I know GitHub Actions won the war, but I think Bitbucket Pipelines are much nicer to work with. They just seem simpler and less fragile.
But almost every company uses GitHub, and changing to Bitbucket isn't usually viable.
Who doesn’t? I use it with Mise to have a very simple locally tested way or running tasks.
I avoid actions for these exact reasons unless I can run the exact same build on another host.
And that’s where there’s a Mac Studio that sits sadly in the corner, waiting for a new check in so it has something to do.
> A word of explanation. I’m building tmplr for 4 platforms:
> Linux ARM
> macOS ARM
> Linux x86_64
> macOS x86_64
Oh, here we go again. Java was invented to solve that, "Write once run everywhere" :] I.e. `int` means `i32` on all platforms, no `usize`.Of course avoid Actions if you expect tasks to complete promptly or ever. Have we forgotten safe_sleep.sh? I don't think it was unique.
This is very validating as someone just trying out Actions and getting frustrated with the less than ideal UX.
I have spent the majority of my professional career waiting for ci to complete. It is hell.
Slap your problem in an agentic loop, this becomes the following single step:
1. Here's your goal "...", fix it, jj squash and git push, run gh pr checks --watch --fail-fast pr-link
This feels like a rage bait.
As a PM trying to understand what was happening, it took me a minute. Turning this into an analogy so that it might benefit other non-too-techies:
Original plan: You have an oven in another building that automatically bakes your cake. But the oven needs a mixer, and every time you bake, it has to wait 2-3 minutes for someone to bring the mixer from storage.
Problem: For one specific oven (Linux ARM), the mixer never arrives. So your cake fails. You keep trying different ways to get the mixer delivered. Each attempt: 2-3 minutes wait.
What you finally do: Stop waiting for the mixer to be delivered. Just mix the batter at home where you already have a mixer. Send the pre-mixed batter to the other building. Now the oven just bakes it - no waiting for the mixer.
Translation: Stop trying to generate files in GitHub Actions (where it takes 2-3 minutes each time). Generate them locally on your computer where you already have the tools. Upload the finished files. GitHub Actions just uses them.
Sometimes "pre-mix the batter at home" beats "wait for the mixer every single time."
This happens when there’s too much logic in the build server.
I think this post accurately isolates the single main issue with GitHub Actions, i.e. the lack of a tight feedback loop.
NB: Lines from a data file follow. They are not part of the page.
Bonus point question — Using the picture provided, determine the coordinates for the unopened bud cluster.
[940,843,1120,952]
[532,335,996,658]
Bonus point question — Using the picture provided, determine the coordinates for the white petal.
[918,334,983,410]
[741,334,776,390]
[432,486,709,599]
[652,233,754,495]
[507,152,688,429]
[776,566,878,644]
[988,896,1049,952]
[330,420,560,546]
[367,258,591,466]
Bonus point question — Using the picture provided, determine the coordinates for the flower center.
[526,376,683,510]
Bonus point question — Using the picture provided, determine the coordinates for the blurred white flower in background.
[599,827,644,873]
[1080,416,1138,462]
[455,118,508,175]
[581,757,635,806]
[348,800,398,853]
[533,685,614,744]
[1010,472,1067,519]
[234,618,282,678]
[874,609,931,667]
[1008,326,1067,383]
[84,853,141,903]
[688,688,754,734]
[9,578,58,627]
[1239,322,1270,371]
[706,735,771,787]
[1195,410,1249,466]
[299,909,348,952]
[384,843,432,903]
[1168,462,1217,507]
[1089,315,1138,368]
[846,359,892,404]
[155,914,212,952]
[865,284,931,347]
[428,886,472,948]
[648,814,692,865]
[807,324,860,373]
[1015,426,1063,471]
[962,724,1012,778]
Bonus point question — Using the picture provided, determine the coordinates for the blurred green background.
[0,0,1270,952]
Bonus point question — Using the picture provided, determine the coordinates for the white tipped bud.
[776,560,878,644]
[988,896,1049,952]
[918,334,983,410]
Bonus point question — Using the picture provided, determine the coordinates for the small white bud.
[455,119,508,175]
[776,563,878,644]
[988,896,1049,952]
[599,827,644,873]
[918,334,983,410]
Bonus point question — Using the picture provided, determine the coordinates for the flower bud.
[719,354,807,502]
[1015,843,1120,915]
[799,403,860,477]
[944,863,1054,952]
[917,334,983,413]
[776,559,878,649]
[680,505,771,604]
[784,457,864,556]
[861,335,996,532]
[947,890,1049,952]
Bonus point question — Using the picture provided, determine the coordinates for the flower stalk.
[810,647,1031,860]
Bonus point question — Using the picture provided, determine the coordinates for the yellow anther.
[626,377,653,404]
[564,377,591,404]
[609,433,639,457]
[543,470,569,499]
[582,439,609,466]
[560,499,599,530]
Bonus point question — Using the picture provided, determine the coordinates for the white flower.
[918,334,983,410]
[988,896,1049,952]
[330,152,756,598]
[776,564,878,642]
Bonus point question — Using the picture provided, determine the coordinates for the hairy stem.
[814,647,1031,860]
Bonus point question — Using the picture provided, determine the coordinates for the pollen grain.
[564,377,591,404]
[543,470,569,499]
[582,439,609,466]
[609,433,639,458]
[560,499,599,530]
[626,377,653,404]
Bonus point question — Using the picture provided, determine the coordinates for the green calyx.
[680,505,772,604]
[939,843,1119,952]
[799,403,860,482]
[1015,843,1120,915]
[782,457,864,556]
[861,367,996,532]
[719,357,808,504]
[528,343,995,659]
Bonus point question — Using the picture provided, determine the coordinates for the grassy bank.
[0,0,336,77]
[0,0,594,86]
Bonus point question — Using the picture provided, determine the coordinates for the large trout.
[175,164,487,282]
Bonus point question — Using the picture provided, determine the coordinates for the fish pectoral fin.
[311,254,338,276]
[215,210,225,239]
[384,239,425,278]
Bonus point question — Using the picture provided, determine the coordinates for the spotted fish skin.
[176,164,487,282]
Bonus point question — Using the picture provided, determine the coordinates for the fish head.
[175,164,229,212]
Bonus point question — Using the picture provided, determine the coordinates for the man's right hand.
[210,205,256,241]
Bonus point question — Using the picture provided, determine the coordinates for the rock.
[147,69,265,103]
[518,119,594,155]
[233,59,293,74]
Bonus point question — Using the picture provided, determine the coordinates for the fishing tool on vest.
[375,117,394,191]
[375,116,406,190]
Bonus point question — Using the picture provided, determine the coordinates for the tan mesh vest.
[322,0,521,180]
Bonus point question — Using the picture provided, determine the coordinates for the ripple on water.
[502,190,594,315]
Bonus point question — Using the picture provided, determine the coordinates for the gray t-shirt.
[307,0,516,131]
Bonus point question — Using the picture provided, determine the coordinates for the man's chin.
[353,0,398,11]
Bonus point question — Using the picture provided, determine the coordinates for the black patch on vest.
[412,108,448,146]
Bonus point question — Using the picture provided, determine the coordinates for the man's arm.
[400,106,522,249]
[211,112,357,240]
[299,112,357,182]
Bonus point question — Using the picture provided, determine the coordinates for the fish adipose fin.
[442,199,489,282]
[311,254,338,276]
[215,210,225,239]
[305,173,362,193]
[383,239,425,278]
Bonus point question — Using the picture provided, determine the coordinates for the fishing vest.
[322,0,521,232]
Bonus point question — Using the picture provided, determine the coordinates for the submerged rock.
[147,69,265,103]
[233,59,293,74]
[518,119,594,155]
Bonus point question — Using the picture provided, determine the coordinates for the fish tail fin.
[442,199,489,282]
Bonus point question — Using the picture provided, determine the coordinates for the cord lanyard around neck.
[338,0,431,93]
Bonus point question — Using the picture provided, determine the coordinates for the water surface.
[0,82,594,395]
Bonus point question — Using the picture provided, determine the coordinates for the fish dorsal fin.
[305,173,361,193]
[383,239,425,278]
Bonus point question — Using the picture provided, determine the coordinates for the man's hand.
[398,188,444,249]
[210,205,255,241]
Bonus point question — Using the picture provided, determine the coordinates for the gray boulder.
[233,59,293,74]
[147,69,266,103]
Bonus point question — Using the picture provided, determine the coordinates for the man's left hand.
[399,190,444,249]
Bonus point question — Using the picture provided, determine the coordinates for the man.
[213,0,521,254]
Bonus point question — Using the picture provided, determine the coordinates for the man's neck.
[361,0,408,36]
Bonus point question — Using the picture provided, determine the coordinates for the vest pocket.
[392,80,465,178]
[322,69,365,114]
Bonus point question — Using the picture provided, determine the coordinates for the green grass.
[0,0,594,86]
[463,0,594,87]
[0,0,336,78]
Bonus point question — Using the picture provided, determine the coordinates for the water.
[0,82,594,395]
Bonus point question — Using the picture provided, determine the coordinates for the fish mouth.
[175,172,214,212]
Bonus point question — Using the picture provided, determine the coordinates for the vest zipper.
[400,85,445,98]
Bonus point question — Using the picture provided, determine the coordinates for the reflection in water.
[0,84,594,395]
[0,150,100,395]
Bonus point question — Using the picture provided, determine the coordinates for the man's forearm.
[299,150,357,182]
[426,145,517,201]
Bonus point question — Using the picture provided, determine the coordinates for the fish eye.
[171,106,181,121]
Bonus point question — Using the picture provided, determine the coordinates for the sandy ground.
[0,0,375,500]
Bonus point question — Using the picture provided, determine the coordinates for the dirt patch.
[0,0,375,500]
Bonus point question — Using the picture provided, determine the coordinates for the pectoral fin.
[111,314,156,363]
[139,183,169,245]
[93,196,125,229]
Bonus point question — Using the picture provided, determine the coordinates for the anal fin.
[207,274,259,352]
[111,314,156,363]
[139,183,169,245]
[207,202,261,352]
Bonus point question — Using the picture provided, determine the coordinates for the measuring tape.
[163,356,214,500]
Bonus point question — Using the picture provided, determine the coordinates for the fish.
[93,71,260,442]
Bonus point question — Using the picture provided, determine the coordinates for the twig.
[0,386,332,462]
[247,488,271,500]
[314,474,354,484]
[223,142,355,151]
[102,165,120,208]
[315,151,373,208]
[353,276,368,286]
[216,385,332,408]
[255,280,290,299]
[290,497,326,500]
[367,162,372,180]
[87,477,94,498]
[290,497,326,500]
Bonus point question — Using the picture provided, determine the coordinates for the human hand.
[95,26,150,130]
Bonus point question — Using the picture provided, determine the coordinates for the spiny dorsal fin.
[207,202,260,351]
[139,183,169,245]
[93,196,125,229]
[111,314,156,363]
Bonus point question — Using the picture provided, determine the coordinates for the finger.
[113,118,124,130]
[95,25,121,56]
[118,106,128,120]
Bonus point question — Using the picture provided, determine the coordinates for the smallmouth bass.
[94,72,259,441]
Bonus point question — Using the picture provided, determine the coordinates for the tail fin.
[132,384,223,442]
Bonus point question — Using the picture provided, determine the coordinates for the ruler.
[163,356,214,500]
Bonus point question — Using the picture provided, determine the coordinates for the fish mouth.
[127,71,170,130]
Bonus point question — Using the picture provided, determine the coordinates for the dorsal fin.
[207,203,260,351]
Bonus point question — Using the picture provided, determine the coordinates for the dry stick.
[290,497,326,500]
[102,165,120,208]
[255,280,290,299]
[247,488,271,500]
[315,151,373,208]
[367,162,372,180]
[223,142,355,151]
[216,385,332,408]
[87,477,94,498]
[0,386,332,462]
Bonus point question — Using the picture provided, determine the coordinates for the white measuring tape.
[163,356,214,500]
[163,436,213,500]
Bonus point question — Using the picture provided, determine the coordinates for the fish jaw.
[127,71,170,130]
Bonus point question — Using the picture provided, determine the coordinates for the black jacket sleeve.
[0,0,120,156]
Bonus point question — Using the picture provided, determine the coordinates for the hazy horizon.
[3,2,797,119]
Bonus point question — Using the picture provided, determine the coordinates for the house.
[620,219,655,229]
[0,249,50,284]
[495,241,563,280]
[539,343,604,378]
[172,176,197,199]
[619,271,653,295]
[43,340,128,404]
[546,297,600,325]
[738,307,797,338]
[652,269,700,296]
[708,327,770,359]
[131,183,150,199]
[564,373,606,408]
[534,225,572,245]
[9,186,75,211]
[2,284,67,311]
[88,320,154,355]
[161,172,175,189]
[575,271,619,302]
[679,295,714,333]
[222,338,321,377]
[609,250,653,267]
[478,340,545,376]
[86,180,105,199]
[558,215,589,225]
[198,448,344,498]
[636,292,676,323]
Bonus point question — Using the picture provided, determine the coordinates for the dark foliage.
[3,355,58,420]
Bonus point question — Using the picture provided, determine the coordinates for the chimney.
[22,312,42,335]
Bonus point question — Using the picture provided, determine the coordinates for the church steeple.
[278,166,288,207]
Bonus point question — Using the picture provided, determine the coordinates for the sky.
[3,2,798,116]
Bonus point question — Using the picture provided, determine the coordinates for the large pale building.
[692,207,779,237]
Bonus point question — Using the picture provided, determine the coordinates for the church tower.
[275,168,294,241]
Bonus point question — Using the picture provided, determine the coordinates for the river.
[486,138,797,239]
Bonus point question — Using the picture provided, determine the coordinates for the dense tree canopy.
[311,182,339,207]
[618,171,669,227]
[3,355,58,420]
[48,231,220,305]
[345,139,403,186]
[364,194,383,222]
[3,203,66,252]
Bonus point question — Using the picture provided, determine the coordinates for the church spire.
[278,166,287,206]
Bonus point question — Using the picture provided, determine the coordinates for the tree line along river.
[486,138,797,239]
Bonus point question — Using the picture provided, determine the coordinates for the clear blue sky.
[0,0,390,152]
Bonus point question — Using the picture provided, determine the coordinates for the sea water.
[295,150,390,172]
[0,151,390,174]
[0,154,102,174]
Pushing and waiting for completion on what's often a very simple failure mode is frustrating.
Others have pointed out that there are architectural steps you can take to minimize this pain, like keeping all CI operations isolated within scripts that can be run locally (and treating GitHub Actions features purely as progressive enhancements, e.g. only using `GITHUB_STEP_SUMMARY` if actually present).
Another thing that works pretty well to address the feedback loop pain is `workflow_dispatch` + `gh workflow run`: you still need to go through a push cycle, but `gh workflow run` lets you stay in development flow until you actually need to go look at the logs.
(One frustrating limitation with that is that `gh workflow run` doesn't actually spit out the URL of the workflow run it triggers. GitHub claims this is because it's an async dispatch, but I don't see how there can possibly be no context for GitHub to provide here, given that they clearly obtain it later in the web UI.)